New technologies from engineering and manufacturing of aerodynamic are going to play a significant role in upcoming airline trends like specialized and improved designs and the use of carbon-efficient biofuels and electric
In this case, the International Council on Clean Transportation (ICCT) research found out that around 5.5% of aviation fuel could come from sustainable origins by 2030. Basically, it would be primarily from advanced waste biofuels.
Aviation Business: Witnessing Some Hope
There is an anticipation that the established aviation businesses will pick up their pace by 2022 amid COVID 19 restrictions.
Interestingly, there has been a pick up in air travel (essential air travel) in a specific part of the world. However, in some Asian countries, travel activity is estimated to be less than 40%. But the travel demand is expected to be higher in the years ahead.
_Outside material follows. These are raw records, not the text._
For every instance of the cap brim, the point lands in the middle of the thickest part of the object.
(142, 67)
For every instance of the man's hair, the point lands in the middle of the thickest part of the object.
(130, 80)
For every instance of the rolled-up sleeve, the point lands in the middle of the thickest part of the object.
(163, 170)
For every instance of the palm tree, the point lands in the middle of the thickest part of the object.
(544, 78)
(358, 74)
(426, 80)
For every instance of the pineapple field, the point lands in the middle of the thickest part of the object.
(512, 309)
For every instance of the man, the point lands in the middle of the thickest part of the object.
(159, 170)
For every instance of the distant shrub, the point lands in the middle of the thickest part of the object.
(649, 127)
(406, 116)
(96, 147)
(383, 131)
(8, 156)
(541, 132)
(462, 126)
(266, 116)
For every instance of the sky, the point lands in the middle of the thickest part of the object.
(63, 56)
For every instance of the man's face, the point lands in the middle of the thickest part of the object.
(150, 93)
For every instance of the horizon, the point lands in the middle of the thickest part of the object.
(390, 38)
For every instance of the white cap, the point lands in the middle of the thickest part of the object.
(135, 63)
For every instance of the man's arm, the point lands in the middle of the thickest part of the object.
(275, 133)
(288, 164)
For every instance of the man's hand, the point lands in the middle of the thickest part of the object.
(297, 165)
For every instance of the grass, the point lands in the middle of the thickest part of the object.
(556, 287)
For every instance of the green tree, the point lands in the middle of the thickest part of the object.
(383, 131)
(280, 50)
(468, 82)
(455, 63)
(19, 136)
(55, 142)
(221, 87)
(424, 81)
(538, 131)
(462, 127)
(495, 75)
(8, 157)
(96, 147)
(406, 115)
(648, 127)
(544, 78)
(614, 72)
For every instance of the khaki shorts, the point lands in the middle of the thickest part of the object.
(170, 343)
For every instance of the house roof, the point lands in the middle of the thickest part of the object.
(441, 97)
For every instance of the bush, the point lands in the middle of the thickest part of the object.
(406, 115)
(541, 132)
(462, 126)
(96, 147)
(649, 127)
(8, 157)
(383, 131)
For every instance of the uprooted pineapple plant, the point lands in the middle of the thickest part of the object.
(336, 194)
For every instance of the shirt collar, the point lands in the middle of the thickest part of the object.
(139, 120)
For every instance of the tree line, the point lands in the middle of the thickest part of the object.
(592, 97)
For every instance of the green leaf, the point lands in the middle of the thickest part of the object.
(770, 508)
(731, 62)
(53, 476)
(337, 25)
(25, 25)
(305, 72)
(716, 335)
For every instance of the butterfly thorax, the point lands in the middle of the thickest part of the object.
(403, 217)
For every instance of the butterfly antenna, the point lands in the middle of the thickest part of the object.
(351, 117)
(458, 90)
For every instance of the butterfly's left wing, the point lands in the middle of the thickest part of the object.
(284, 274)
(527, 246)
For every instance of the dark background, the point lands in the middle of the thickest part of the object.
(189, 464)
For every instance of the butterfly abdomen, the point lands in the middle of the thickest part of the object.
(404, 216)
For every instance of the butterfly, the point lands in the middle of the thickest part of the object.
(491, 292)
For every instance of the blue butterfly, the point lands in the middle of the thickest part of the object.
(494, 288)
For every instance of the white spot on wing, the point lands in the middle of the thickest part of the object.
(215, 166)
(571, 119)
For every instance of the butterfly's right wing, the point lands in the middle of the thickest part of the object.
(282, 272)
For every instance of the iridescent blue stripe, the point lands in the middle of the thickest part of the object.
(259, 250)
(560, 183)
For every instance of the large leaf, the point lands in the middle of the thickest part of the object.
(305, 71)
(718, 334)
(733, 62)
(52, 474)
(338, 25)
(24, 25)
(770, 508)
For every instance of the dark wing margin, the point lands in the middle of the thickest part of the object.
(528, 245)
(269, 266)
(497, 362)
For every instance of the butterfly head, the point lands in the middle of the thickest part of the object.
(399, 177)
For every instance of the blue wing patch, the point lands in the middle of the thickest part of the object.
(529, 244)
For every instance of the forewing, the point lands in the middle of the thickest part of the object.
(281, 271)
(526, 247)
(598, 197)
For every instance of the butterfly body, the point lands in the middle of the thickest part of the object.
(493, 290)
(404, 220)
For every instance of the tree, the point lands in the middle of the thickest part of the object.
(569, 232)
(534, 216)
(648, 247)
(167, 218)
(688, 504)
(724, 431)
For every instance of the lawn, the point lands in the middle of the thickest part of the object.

Aviation business operators expect expanded business with new criteria of sales—digital. They might witness growth due to new prospect acquisitions that have adopted the digital workforce. The businesses expect green shoots of growth in the travel industry. Especially from business travel classes as these are seeking to experience fly again.
Business aviation traffic in 2021 highlighted the growing interest from buyers. On this, Jose Rego, Senior Director – Market Intelligence and Strategy, Embraer Executive Jets elaborates,
“There may be a peripheral surge in demand from first-time buyers; I expect this to affect fractional sales initially.”
Therefore, now IATA estimates that governments globally will provide $160 billion in support, loans, and tax breaks so that airline businesses can cover current costs.
Safety is Priority, so is Business
The aviation industry acclaims that business aviation might be on track sooner. In this context, the presence of a qualified team and fast-track applications, software, and platforms could help operators to function in a safe and well-maintained way.
As the aviation industry continues to plan new air travel rules (essential), aviation business is at an optimum point. Its crucial role in supplies, sales, business development, and essential air travel services has redefined the face of business. Thus, in this way aviation business has paved the way to make a strong comeback in the coming years.
Frequently Asked Questions
What can future measures due to the pandemic suggest for the aviation industry?
Airline businesses must have a robust plan which establishes the core of business aviation. The future is for market leaders. How they will manage roles and responsibilities responding to the crisis. Finally, national authorities will have a crucial role in stimulating demand and fostering the rapid recovery of the airport business. Restoring consumer confidence will be an essential part of this effort.
What is the COVID-19 advice for the aviation industry?
The global market leaders are actively managing the impact of COVID-19 to ensure aviation safety and to support the industry’s return to normal safety assurance activities. They have put efforts on surveillance approach on every business operation to increase accuracy by introducing technologies.